Marito e moglie sono distanti tra loro, non perdono occasione per recriminare e rinfacciarsi la responsabilità dell’atteggiamento del proprio figlio che sembra insensibile ad ogni tentativo da parte dei genitori di coinvolgerlo e dimostrargli il proprio affetto.

La madre, molto assorta dal proprio lavoro, è spesso assente mentre il padre, che cerca di compensare l’assenza della moglie, non riesce ad entrare in sintonia col figlio e spesso utilizza regali e beni materiali per conquistarsi, invano, l’affetto del ragazzo.
E finché ognuno recita la propria parte la situazione non migliora, solo lasciando cadere le rispettive maschere e soprattutto solo affidandosi completamente alla verità, senza indugi, senza vergogna e senza remore si intravvede per la famiglia un futuro degno di questo sostantivo.

L’intervento di Pagano sarà determinante non solo per il ritrovamento del ragazzo ma anche nell’aiutare i genitori a riconquistare la fiducia del figlio e a riallacciare un rapporto con lui.
Parallela alle indagini, Pagano affronta la perdita del proprio amico Cesare Almansi a seguito di un incidente stradale dalle circostanze poco chiare.

La scrittura di Morchio si rivela raffinata, acuta e forbita permettendo alla storia di scorrere in modo molto fluido; l’intreccio è costruito con originalità e tutti i personaggi, protagonisti o secondari, sono delineati in modo accurato.
Impossibile non amare il protagonista che, schierandosi sempre dalla parte dei più deboli mostra il suo lato sensibile e coraggioso.
Particolare attenzione l’autore la pone nel delineare i legami esistenti tra i personaggi: i genitori tra loro e con il figlio Giovanni, Giovanni col connazionale pusher gentiluomo, Pagano con la figlia e con l’amico di sempre Commissario, in pensione, Pertusiello.
Insomma: un bel romanzo dai mille spunti, dalle mille riflessioni e nel quale non mancano anche diversi messaggi sociali propri del nostro tempo.

 

 

 

 

Bruno Morchio


Bruno Morchio laureato in Lettere, psicologo e psicoterapeuta.
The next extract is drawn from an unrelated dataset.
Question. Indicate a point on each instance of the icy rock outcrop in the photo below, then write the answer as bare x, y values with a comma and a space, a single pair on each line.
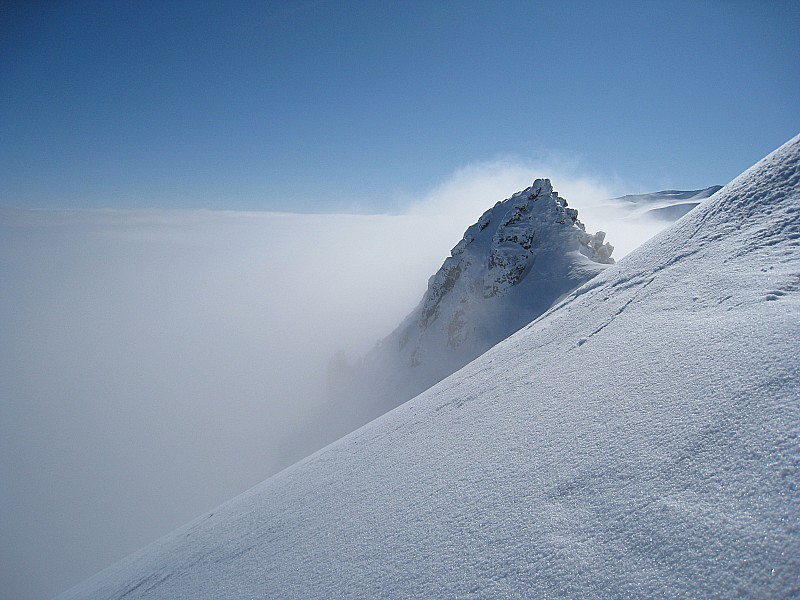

Ha pubblicato articoli su riviste di letteratura, psicologia e psicoanalisi ed è autore di numerosi romanzi (definiti di genere «noir mediterraneo»), che hanno due protagonisti: l’investigatore privato Bacci Pagano (il «detective dei carruggi») e Genova, l’amata città d’origine di Morchio. Tra gli scritti apparsi in edizione Garzanti ricordiamo: Con la morte non si tratta (2006), Le cose che non ti ho detto (2007), Rossoamaro (2008), Colpi di coda (2010), Il profumo delle bugie (2012, finalista del Premio Bancarella 2013), Lo spaventapasseri (2013, con il quale vince il Premio Lomellina in Giallo del 2014), Un conto aperto con la morte (2014). Del 2014 è anche I semi del male (Rizzoli), raccolta di cinque racconti a cura dello stesso Morchio, di Carlo Bonini, Sandrone Dazieri, Giancarlo De Cataldo, Marcello Fois ed Enrico Pandiani. Nel 2015 è uscito, sempre per Rizzoli, Il testamento del Greco, e nel 2017 il noir Un piede in due scarpe.